Nick Polizzi’s latest work describing the development of a new tool for protein design is published in Science

This week, DGL postdoc Nick Polizzi published a paper in Science describing the development of a new tool for protein design: the van der Mer (vdM). vdMs use structural information for a large set of proteins in the PDB to map the location of a chemical group to the backbone position of a contacting amino acid. A small-molecule ligand can be decomposed into a number of chemical groups important for binding, and vdMs can then be used to describe the collective interactions of the protein with the molecule. Protein-chemical group interactions can be ranked based on the PDB-prevalence of the vdMs that describe them, which helps with choosing which interactions to use in a design. By choosing prevalent vdMs and then performing flexible backbone sequence design, proteins can be designed from scratch that tightly and specifically bind a target small molecule. Nick demonstrated the approach by designing two (of six) proteins that bind the small-molecule drug apixaban. A high-resolution crystal structure of one of the designs showed the protein-drug interactions predicted by vdMs were largely achieved.
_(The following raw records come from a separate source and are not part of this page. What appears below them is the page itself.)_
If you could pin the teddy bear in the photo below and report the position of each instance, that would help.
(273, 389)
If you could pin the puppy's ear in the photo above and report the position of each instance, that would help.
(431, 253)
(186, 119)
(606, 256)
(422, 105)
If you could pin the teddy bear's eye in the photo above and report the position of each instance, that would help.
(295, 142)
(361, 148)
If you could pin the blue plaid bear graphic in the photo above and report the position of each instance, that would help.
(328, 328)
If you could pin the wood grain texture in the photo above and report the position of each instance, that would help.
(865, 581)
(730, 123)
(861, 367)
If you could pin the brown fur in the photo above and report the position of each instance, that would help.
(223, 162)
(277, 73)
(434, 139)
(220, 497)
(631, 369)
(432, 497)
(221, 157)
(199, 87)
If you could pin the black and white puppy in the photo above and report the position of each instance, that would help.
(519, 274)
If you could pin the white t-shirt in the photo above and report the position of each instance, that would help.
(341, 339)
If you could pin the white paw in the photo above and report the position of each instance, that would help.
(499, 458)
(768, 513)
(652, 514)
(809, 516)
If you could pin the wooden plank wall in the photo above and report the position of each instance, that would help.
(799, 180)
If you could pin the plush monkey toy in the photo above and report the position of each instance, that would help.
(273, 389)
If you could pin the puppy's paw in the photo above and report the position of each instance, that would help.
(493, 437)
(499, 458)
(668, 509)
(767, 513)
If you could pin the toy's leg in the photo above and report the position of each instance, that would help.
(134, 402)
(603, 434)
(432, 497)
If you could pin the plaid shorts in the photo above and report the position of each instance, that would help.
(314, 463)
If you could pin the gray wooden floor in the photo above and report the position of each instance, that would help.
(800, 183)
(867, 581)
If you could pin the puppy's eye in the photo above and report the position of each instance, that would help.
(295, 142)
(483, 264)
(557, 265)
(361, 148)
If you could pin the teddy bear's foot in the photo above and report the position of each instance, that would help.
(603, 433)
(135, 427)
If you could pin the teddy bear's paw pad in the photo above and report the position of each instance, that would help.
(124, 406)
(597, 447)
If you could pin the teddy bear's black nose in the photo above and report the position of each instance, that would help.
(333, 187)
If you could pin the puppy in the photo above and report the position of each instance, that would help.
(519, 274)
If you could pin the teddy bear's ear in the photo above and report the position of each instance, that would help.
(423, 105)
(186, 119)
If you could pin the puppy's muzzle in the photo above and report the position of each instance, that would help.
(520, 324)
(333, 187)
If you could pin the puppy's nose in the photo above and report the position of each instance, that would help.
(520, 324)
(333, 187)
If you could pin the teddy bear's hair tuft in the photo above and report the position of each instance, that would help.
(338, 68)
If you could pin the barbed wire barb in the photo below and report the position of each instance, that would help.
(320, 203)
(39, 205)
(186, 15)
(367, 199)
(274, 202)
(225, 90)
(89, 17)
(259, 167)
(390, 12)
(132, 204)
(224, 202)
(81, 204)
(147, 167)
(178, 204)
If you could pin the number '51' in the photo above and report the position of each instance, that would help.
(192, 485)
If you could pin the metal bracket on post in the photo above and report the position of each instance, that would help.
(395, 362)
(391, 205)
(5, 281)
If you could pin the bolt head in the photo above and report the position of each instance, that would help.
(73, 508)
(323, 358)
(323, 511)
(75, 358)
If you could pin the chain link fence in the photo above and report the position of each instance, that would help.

Until now, efforts to design small-molecule binding proteins have critically relied on experimentally sifting through large, randomized sequence libraries to achieve binding. vdMs may provide a streamlined approach to solving a variety of protein-design and chemical-biology problems from first principles.

For more info, see the thoughtful Perspective written by Anna Peacock (U. Birmingham) in Science (Can proteins be truly designed sans function?) and the news article in Chemistry World (Viewpoint shift designs drug binding proteins from scratch).

Congratulations to Nick on this great paper!

A defined structural unit enables de novo design of small-molecule–binding proteins.